Douglas Perfumerie has released its latest e-commerce sales figures today. What they cover up is the underlying turmoil within the company. Following the unilateral announcement of the permanent lay-off of 2,500 workers across Europe, management has systematically refused to engage with staff representatives in any serious way.
“This company is playing extremely dirty. They have been happy to take government money to cover their staff costs during the pandemic. Now, they get ready to drop the workforce they relied on for so long with no second thought. We know that many of these shops are viable. If they are serious about social partnership, they should train existing staff for the new roles rather than firing loyal workers and rehiring others. By forcing their workers to pay the price, they are undermining fair competition. We will fight tooth and nail to ensure that this is a losing strategy,” said Oliver Roethig, Regional Secretary of UNI Europa.
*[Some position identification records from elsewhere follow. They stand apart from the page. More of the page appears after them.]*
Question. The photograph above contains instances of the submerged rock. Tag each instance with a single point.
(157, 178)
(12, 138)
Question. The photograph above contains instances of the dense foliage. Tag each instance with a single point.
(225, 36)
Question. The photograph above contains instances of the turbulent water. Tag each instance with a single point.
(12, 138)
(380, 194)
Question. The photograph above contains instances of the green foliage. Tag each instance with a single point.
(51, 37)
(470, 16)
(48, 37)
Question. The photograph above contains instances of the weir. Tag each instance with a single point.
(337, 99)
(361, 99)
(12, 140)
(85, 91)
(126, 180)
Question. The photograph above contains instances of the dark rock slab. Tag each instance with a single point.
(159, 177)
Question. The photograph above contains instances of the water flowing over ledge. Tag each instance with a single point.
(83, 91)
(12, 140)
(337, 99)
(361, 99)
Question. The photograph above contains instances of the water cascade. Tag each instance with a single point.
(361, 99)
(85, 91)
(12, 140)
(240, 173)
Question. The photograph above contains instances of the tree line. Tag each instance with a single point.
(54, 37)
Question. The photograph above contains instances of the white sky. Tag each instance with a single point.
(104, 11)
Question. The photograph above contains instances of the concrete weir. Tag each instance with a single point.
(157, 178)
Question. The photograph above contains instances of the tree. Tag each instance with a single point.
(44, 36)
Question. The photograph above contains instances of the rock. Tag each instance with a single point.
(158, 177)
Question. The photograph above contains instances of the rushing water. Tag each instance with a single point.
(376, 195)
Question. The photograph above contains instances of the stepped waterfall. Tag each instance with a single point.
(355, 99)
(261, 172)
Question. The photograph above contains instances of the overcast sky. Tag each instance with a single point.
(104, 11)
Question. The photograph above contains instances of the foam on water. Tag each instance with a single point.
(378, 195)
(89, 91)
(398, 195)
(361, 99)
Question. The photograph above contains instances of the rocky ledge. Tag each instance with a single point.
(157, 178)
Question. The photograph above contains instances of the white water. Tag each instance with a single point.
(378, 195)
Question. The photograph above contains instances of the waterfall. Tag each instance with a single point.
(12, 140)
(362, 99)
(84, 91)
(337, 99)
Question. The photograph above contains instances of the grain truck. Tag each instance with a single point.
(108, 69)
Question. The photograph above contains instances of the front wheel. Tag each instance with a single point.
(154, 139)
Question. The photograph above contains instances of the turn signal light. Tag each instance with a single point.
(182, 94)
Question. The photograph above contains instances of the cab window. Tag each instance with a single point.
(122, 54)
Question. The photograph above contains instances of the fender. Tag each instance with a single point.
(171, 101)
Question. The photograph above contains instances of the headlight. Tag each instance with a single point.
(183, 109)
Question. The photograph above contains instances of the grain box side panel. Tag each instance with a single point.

Douglas is owned by private equity firm CVC. This move follows a common short-termist cost-cutting approach in private equity-controlled corporations. However, the deeper issues caused by subordinating long-term interests over short-term performance leave a lasting mark on a company. This poor practice in their treatment of their workforce raises serious ESG (environmental, social and governance) risks.
The company risks substantial reputational damage. Abandoning long-term workers in the midst of the pandemic, while simultaneously boasting €1.2 billion in sales has the potential to undermine the company’s image.
“Douglas is showing us exactly how not to act in a pandemic. After months of solidarity, not least by tax payers who have kept the company afloat, it takes a move to punish its workers. This is an unscrupulously opportunistic example of a corporation taking advantage of the pandemic,” said Oliver Roethig.
UNI Europa represents 7 million workers, including 2.3 million in the commerce sector.